# christmas bundles rumor thread



## revilo44 (Sep 17, 2010)

> via an anonymous source on Faeit 212
> Here are some Teasers
> The bundle is coming as a Christmas release.
> Along with an Eldar Wraith bundle
> ...


----------



## Romero's Own (Apr 10, 2012)

There's already a thread for this here.

Would it not have been easier just to post it on that thread?


----------



## revilo44 (Sep 17, 2010)

I don't know that was there so Cheers for pointing for that out Romero I will rename this the christmas bundles rumor thread

Edito you want me to get someone to merge these threads


----------



## Romero's Own (Apr 10, 2012)

Awesome, we could do with a general bundle thread


----------



## Romero's Own (Apr 10, 2012)

From Faeit:



> * Tau Firebase Support Cadre*
> 1 XV104 Riptide, 6 XV88 Broadside Battlesuits
> 
> *Eldar Ghost Warriors*
> ...


----------



## neferhet (Oct 24, 2012)

awww...no chaos marines or IG love...not even for christmas...


----------



## Tawa (Jan 10, 2010)

One Storm Raven and a pair of Storm Talons.....?

Why GW, it's like somehow you knew that's precisely the number that I want! :so_happy:


----------



## jams (Sep 19, 2009)

see, the lack of a spiritseer in the eldar box is retarded. army in a box then if they included one


----------



## Barnster (Feb 11, 2010)

Any news whether there will be any savings on the bundles? 

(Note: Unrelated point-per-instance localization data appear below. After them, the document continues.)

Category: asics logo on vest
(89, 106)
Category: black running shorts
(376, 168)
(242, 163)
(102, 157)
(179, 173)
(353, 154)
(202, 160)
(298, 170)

If they are just another one click collection it seems pointless


----------



## revilo44 (Sep 17, 2010)

Barnster said:


> Any news whether there will be any savings on the bundles?
> 
> If they are just another one click collection it seems pointless


I have not no but I agree with the thought of them being a one click bundle.


----------



## EmbraCraig (Jan 19, 2009)

An Aussie said on the comments thread over at Faeit that the discount on standard Aus prices for those works out at about 40% for the terrain bundle, and about 25% on the other minis. Pretty decent, especially if you're after fortifications.


----------



## Romero's Own (Apr 10, 2012)

Well these are the prices (all approximate as we only have them in AUS) compared to the current RRP:

*Tau Firebase Support Cadre:* RRP = £230 Price of Bundle = £237.28 

*Eldar Ghost Warriors:* RRP = £188 Price of Bundle = £195.76

*Space Marines Adeptus Astartes Stormwing:* RRP = £105 Price of Bundle = £195.76

*Tempestus Firebase:* RRP = £230 Price of Bundle = £160.17

*Creatures of the Chaos Wastes:* RRP = £323 Price of Bundle = £186.86

*Warhost of Naggaroth:* RRP: (Can't tell as there are some new models involved) Price of Bundle: £142.37

*Vampire Counts Restless Dead:* RRP = £85.50 Price of Bundle = £112.71

*Vampire Counts Crypt Scavengers:* RRP = £83.50 Price of Bundle = £127.54

Now this is literally me just adding up the prices from the Game Workshop site and comparing them to the converted Australian Dollars - Pounds so it's pretty loose, but it gives us a slight idea. Just don't start making your Christmas list just yet


----------



## EmbraCraig (Jan 19, 2009)

Yeah, you can't really do the calculation that way - GW aus prices have no relation to the current exchange rates (the Aus prices are much higher, as any Antipodean player will tell you) ... The fact that the bundles prices are roughly what UK players pay the normally probably means there'll be some kind of discount built in, we just don't know what yet.


----------



## Romero's Own (Apr 10, 2012)

I was just giving a really rough outline, all that we can really get at the moment.


----------



## seermaster (Feb 22, 2012)

ignore this


----------



## revilo44 (Sep 17, 2010)

guys there are new pictures of the bundles in white dwarf if you have not picked it up.


----------